Retret yang menjadi rangkaian peringatan Hari Pers Nasional (HPN) 2026 ini digelar di Pusat Kompetensi Bela Negara, Rumpin, Kabupaten Bogor, Jawa Barat, Kamis (29/1/26). Kegiatan tersebut merupakan hasil kolaborasi antara Persatuan Wartawan Indonesia (PWI) dengan Kementerian Pertahanan Republik Indonesia, dengan fokus pada penguatan profesionalisme dan wawasan kebangsaan insan pers.

Pembukaan retret berlangsung dalam upacara resmi yang dipimpin Kepala Badan Pengembangan Sumber Daya Manusia (BPSDM) Pertahanan Kemhan RI, Mayor Jenderal TNI Ketut Gede Wetan Pastia. Ia hadir bersama Ketua Umum PWI Pusat Akhmad Munir dan Sekretaris Jenderal PWI Zulmansyah Sekedang.
Mengusung tema Memperkuat Pers yang Profesional, Berintegritas, dan Berwawasan Kebangsaan untuk Ketahanan Informasi, Demokrasi, dan Keamanan Nasional, retret ini diikuti 160 wartawan dari PWI Pusat dan PWI Daerah seluruh Indonesia. Kegiatan dijadwalkan berlangsung selama empat hari, hingga 1 Februari 2026.
Ketua Umum PWI Akhmad Munir menilai, tantangan pers hari ini tidak lagi semata soal kecepatan dan eksklusivitas berita, melainkan juga ketangguhan etik dan kesadaran kebangsaan. Menurutnya, wartawan dituntut mampu berdiri tegak di tengah banjir informasi global yang kerap sarat kepentingan.
“Retret ini kami rancang sebagai ruang belajar dan refleksi. Wartawan Indonesia harus kuat secara profesional dan etik, sekaligus memiliki kesadaran kebangsaan yang kokoh untuk menghadapi disinformasi dan polarisasi,” ujar Munir.
Pesan senada disampaikan Menteri Pertahanan RI Sjafrie Sjamsoeddin, menteri pertahanan Indonesia dalam sambutan yang dibacakan Kepala BPSDM Pertahanan Kemhan. Menhan menekankan bahwa pengelolaan informasi dan pembentukan persepsi publik merupakan bagian tak terpisahkan dari sistem pertahanan negara.
Dalam konteks tersebut, pers dinilai memiliki posisi strategis sebagai mitra negara. Namun, Menhan juga menegaskan pentingnya menjaga independensi dan kebebasan pers, sebagaimana dijamin konstitusi.

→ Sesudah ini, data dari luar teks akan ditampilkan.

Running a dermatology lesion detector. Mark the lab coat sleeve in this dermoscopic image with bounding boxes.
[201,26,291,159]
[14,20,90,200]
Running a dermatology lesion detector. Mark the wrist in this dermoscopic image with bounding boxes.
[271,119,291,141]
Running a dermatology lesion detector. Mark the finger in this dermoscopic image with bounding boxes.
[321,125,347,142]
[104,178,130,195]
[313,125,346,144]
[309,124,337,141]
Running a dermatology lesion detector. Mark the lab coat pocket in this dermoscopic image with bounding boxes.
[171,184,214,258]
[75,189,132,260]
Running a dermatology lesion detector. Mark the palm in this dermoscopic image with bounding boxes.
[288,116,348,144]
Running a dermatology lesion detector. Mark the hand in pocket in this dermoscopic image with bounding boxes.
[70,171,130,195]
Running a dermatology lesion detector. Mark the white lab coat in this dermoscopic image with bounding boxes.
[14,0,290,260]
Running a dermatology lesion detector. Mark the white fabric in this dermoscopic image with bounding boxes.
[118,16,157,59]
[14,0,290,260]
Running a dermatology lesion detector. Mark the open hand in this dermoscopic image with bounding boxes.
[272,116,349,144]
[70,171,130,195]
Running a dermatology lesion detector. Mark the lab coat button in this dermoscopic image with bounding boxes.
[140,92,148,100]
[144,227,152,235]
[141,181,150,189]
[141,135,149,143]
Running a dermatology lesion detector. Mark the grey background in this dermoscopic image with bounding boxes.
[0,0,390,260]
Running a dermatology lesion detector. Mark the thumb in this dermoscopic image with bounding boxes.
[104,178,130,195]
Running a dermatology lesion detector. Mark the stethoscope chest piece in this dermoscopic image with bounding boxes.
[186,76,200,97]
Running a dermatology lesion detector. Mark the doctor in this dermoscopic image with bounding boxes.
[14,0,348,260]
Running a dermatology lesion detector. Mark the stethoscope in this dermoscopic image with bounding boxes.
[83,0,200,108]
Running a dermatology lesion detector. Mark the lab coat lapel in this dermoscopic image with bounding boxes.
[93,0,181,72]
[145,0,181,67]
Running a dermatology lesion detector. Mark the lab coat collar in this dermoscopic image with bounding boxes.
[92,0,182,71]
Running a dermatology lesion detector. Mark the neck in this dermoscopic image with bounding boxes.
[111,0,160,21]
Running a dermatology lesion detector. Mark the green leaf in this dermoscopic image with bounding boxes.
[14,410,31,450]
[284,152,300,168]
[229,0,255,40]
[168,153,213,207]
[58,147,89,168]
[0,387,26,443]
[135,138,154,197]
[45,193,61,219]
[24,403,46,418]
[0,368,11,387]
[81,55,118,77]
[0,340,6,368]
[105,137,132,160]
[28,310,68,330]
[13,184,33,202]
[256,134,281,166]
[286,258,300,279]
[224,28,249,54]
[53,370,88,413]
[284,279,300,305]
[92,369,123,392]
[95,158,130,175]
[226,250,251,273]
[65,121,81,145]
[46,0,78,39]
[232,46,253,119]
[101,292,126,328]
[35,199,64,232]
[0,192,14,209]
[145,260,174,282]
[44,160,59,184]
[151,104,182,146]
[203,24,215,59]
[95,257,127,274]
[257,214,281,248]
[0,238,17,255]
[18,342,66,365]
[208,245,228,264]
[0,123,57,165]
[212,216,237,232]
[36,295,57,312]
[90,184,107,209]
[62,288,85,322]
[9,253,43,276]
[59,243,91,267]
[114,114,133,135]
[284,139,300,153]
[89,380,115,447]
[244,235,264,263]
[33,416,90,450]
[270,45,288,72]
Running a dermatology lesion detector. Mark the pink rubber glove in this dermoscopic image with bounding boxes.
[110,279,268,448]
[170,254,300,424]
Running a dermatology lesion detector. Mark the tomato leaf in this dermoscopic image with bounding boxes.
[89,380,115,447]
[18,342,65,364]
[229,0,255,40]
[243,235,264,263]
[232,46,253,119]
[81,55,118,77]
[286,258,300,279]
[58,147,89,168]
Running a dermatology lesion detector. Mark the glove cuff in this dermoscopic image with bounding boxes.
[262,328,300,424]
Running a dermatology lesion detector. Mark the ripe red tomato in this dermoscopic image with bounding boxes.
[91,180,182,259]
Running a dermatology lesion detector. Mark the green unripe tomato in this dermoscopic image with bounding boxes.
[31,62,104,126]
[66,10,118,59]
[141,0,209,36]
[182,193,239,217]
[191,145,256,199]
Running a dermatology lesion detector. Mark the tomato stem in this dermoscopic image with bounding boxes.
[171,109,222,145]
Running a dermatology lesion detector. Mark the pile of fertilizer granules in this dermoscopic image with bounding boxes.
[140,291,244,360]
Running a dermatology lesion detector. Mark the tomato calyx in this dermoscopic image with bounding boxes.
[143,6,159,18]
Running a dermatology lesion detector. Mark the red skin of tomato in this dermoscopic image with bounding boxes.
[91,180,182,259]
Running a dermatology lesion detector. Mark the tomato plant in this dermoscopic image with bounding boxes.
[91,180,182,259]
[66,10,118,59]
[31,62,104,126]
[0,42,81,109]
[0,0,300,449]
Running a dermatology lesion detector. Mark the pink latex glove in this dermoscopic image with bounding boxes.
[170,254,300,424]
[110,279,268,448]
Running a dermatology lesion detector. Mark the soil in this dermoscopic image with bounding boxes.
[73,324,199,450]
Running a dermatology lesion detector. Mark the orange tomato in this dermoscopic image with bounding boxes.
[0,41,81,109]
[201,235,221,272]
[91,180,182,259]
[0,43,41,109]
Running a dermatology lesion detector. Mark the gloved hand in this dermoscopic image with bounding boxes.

“Pers yang profesional, berintegritas, dan berwawasan kebangsaan berperan memperkuat persatuan dan keutuhan bangsa, tanpa kehilangan independensinya,” demikian pesan Menhan.
Usai pembukaan, seluruh peserta mengikuti prosesi penyematan tanda peserta, dilanjutkan dengan materi Building Learning Commitment serta pengantar Nilai Dasar Bela Negara. Materi awal ini menjadi fondasi sebelum peserta memasuki rangkaian diskusi dan pembelajaran lanjutan.
Sejumlah pejabat BPSDM Pertahanan Kemhan, termasuk Kepala Pusat Kompetensi Bela Negara Brigjen TNI Ferry Trisnaputra, turut hadir dalam kegiatan tersebut. Retret PWI 2026 pun menjadi penanda bahwa di tengah tekanan zaman digital, pers Indonesia sedang merapikan barisan—menjaga jarak dari kekuasaan, namun tetap sadar akan tanggung jawab kebangsaan.